Linear_Model_Example

Zhuoran (Angela) Yu

2025-11-12

Due to runtime constraints, some code chunks in this vignette are not executed during the build process. Users may run these examples locally or refer to the package website for the full outputs.

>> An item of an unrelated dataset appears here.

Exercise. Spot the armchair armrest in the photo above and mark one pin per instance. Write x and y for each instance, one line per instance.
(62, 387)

The example here is to use simulated data to construct the simultaneous outer and inner confidence regions (SCRs) from simultaneous confidence bands (SCB) using linear regression. SCoRES::SCB_linear_outcome() function uses a non-parametric bootstrap algorithm to construct the SCB in linear regression. The argument df_fit specifies a data frame containing the training design matrix used to fit the linear model, while grid_df defines the mean outcome for which simultaneous confidence bands (SCB) are constructed. Use argument model to specify the formula used for fitting the linear model.

1 SCBs for Mean Outcome of Linear Model

In the following example, we use a linear regression to estimate the simultaneous confidence band (SCB) for the mean outcome, with modeling equation as follows:

\[ Y_i = \beta_0 + \beta_1 x_{i1} + \beta_2 x_{i1}^2 + \beta_3 x_{i1}^3 + \beta_4 x_{i2} + \beta_5 x_{i2}^2 + \beta_6 x_{i2}^3 + \epsilon_i \]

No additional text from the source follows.